GOP Lawmaker Changes Law to Help Relative Facing Child Rape Charges
State Senator J. Stuart Adams had a relative charged with raping a 13-year-old—so he rewrote the state’s consent laws.

Republican Utah state Senate President J. Stuart Adams used his power to change local consent law to help a family member facing charges for raping a 13-year-old girl.
Adams’s family member, an 18-year-old high school student, was arrested and looking at four first-degree felonies. Then Adams stepped in.

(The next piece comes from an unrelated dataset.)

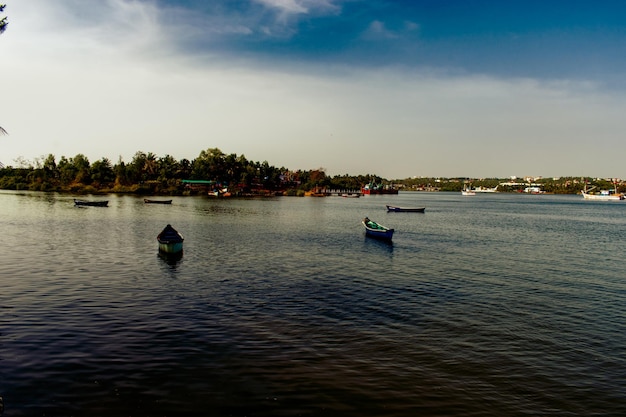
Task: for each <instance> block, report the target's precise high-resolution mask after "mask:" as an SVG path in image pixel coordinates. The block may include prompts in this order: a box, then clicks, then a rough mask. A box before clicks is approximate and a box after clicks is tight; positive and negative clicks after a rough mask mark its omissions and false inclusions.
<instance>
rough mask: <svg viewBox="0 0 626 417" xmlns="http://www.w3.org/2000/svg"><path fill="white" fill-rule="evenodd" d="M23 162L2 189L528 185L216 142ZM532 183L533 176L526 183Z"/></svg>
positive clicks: (594, 185)
mask: <svg viewBox="0 0 626 417" xmlns="http://www.w3.org/2000/svg"><path fill="white" fill-rule="evenodd" d="M17 162H18V165H19V167H17V168H16V167H12V166H8V167H2V168H0V188H1V189H12V190H31V191H57V192H73V193H135V194H167V195H183V194H194V193H201V192H206V188H207V187H209V188H210V187H211V186H213V187H214V188H216V189H223V188H227V189H228V191H229V192H230V193H231V194H234V195H248V194H257V195H258V194H285V195H304V194H305V193H306V192H307V191H311V190H314V189H320V188H321V189H327V190H346V191H348V190H359V189H361V187H362V186H364V185H365V184H371V183H374V184H385V185H392V186H394V187H397V188H400V189H401V190H406V191H454V192H459V191H461V189H463V188H465V187H467V186H468V185H471V186H473V187H478V186H481V187H489V188H493V187H495V186H498V191H502V192H523V190H524V188H525V186H526V184H525V182H524V181H523V180H522V181H521V182H518V183H517V185H504V186H503V185H502V184H503V183H507V182H508V179H498V178H487V179H472V178H462V177H460V178H435V177H420V178H406V179H394V180H387V179H385V178H382V177H380V176H377V175H372V174H367V175H348V174H345V175H335V176H332V177H331V176H329V175H326V172H325V170H324V168H319V169H315V170H297V171H291V170H289V169H287V168H285V167H275V166H273V165H270V164H269V163H268V162H267V161H263V162H255V161H250V160H248V159H247V158H246V157H245V156H244V155H237V154H234V153H231V154H225V153H224V152H222V151H221V150H220V149H218V148H209V149H206V150H203V151H201V152H200V154H199V155H198V157H197V158H195V159H193V160H188V159H180V160H177V159H175V158H174V157H172V156H171V155H165V156H161V157H159V156H156V155H155V154H153V153H151V152H148V153H146V152H142V151H138V152H136V153H135V155H134V156H133V158H132V160H131V161H130V162H128V163H126V162H124V161H123V160H122V158H121V157H120V158H119V160H118V162H117V163H115V164H113V163H112V162H111V161H110V160H109V159H108V158H101V159H99V160H97V161H95V162H93V163H91V162H90V161H89V159H88V158H87V157H86V156H85V155H83V154H77V155H76V156H74V157H71V158H67V157H65V156H62V157H61V158H60V159H59V160H57V159H56V158H55V156H54V155H52V154H49V155H48V156H45V157H41V158H38V159H35V161H33V162H27V161H24V160H20V161H17ZM185 180H203V181H206V182H210V185H207V186H205V187H202V188H190V187H189V186H187V185H186V183H185ZM532 183H533V184H536V185H539V186H540V187H541V190H542V191H544V192H547V193H554V194H576V193H579V192H580V190H582V189H583V188H584V187H585V185H594V186H596V187H597V188H598V189H613V188H614V187H615V186H617V190H618V191H619V192H625V191H626V183H624V182H623V181H619V182H618V181H617V180H615V179H599V178H580V177H563V178H558V179H556V178H541V179H533V180H532ZM530 185H531V181H528V186H530Z"/></svg>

Before Adams, 18-year-olds who had sex with 13-year-olds in Utah were treated like the adults they legally were and could face first-degree felony charges of child rape. In Utah, anyone under the age of 14 cannot legally consent. Adams successfully changed the law to allow 18-year-olds charged with child rape to be essentially tried as minors if they were enrolled in high school at the time of their crime. Adams’s family member was in high school, and since the law was also made retroactive, the 18-year-old-went from facing years in prison to accepting a plea deal for reduced charges and no jail time beyond the week he already served after his initial arrest.
While Adams swears his family member’s charges had nothing to do with his pushing of the rule change, the prosecution, defense, and judge alike all acknowledged that it played a major role in changing the charges.
The victim’s family was devastated. “It was out of nowhere,” the middle schooler’s mother told The Salt Lake Tribune. “I felt like I was punched in the gut.”
“I feel like a law is the law, regardless of who you are, but that wasn’t what was going on here,” she continued. “I feel like [Adams’s relative] just got special treatment … and nobody was going to say anything about it.”